WASHINGTON, D.C. – Overall construction input prices increased 1.1 percent in January, reversing a slight decline in December 2017, according to a recently released Associated Builders and Contractors analysis of Bureau of Labor Statistics data. Compared to this time last year, overall construction materials prices are up 4.9 percent. Nonresidential construction materials prices are up 4.7 percent year over year and up 1 percent on a monthly basis.
The price of natural gas fell 13.1 percent in January and is down 31 percent on a year-over-year basis. In stark contrast, the price of crude petroleum rose 11.6 percent in January on a monthly basis and is 30.3 percent above its year-ago level. February has been different to date, with burgeoning U.S. production helping push down the price of oil.
“The expectation is that construction materials prices will generally edge higher during the course of 2018,” said ABC Chief Economist Anirban Basu. “After all, both domestic and global economies are strengthening, business and investor confidence is elevated, and construction backlog is rising. On top of that, the U.S. dollar has weakened in recent weeks, translating into more aggressive increases in the price of imports.
“One possible exception is oil. U.S. rig counts have been rising recently in response to North American oil prices that recently topped out at $65 per barrel,” said Basu. “Unlike producers in other parts of the world, American producers appear willing and able to respond quickly to price shifts. The implication is that if oil prices rise from current levels, America’s producers will respond quickly with additional supply and stabilize prices. This is precisely the dynamic that we have observed during the past several weeks.
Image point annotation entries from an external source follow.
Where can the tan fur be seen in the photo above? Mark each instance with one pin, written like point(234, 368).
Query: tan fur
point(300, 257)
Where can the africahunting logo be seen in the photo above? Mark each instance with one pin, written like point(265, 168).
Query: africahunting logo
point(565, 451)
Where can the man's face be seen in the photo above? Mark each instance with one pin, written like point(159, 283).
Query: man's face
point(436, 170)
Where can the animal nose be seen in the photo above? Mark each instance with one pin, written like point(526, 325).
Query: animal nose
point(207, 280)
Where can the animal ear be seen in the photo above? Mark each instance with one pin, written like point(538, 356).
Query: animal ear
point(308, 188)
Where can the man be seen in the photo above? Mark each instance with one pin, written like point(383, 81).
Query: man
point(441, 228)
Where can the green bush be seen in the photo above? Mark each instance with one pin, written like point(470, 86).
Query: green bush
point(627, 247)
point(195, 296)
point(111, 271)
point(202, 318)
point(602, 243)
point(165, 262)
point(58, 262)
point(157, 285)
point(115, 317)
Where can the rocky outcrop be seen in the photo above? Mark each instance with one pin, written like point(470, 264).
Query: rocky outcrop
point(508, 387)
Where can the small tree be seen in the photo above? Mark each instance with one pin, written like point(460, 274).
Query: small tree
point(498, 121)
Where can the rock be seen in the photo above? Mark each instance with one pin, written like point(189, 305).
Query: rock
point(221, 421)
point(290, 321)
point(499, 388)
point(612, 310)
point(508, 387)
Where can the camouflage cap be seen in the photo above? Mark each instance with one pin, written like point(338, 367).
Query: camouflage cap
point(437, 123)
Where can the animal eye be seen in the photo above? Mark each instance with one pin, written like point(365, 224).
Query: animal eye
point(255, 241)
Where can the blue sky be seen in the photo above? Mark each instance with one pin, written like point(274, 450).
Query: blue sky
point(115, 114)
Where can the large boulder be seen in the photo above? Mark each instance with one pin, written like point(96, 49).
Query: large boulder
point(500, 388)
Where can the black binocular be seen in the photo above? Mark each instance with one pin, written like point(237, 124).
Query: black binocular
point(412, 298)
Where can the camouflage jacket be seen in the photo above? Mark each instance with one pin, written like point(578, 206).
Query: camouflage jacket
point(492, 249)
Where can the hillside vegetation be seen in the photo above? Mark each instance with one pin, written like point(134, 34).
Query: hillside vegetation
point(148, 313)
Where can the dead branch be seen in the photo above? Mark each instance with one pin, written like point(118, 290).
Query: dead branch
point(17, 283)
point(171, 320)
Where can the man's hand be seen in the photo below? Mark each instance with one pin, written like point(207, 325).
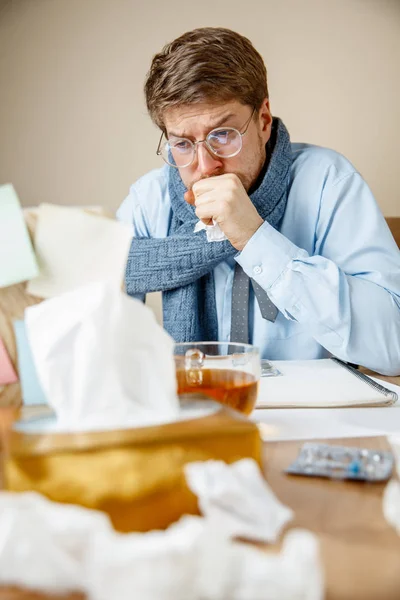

“The typical contractor should expect materials price increases in the range of 5 percent this year. Larger increases are possible, but industry demand for materials will be constrained by growing skills shortages,” said Basu. “There is only so much output that America’s construction firms can deliver during any given period given workforce constraints, and those constraints serve to limit the demand for materials at any given moment.”